Tweaking
by razor840
Summary: I think the clichéd version of how it happened probably included me speeding down the road to my apartment, eyes wet with tears." How did it really happen? Cameron-gen. Spoilers for Hunting.
1. Chapter 1

I think the clichéd version of how it happened probably included me speeding down the road to my apartment, eyes wet with tears. In reality, by the time I got home, I was itchy and nervous. My mouth was watering and I knew what was going to happen, or at least I thought I did. It took me back to college, driving around with an eighth of weed in my purse. There was a familiar feeling of paranoia, one of the things I definitely didn't miss about doing drugs. These crazy scenarios kept running through my head: being caught with drugs, losing my license, going to jail. I stopped at every yellow light, stayed five miles below the speed limit, and signaled at every turn. I had the meth in a baggie, hidden beneath the spare tire in the trunk. A police car passed me on the road right by the hospital and my whole body tensed up. I tried to look casual, to drive casually, I had this horrible ache in my neck and shoulders.

I drove by a head shop pretty much every day on my way to work. At least I hoped it was a head shop. It could have been a record store or a coffee shop. It had all the ambience of a head shop: hippy sounding name, guy outside playing the guitar, ATM right outside. I walked in and was immediately assaulted by that burnt vegetation and vanilla smell, it was almost putrid, of incense. Normally I like the smell but when there are so many different types together, it turns my stomach. It was even worse on that particular day, because I was starting to feel the effects of the antiviral medications. There were compact disks in cardboard boxes, beer in the coolers, the florescent lighting made everything look dingy and grayish. A younger looking guy with a full, messy, ginger colored beard was leaning on a glass counter. He almost looked asleep. There was a purple piece of poster board hanging in front of the counter, it read: 'Discount Cigarette Depot, Buy One Get One Free, _Pall Malls_.'

I could see hookahs and bongs behind the counter, so I hoped I was in the right place. I needed a screen. I had two boxes in my closet, both of them were taped shut. One box had wedding photos and various scraps from my marriage and the other had things left over from college. Inside the latter was a black box from Ikea the held a glass pipe, scraped clean of resin. All I needed was a screen. Mike, he was wearing a name tag, seemed slightly shocked and annoyed to have to wait on a customer.

"Do you have screens here?
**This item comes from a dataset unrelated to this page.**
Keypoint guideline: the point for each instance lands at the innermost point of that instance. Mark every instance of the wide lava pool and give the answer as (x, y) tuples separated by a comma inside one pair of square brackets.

I'm looking for, you know, the screens you put in the bottom of a pipe," I was bleeding nervousness, my voice sounded crackly and unnatural.

"Uh, yeah, one is seventy five cents and a package is two fifty. I have three sizes, about how big? A pipe would probably be either a small or a medium," he pulled a couple screens out of box on the shelf behind him.

I bought one medium screen. It would have been more economical to buy a whole package, but this was going to be a one time thing, and I didn't want to invite a second time by having extra paraphernalia at hand.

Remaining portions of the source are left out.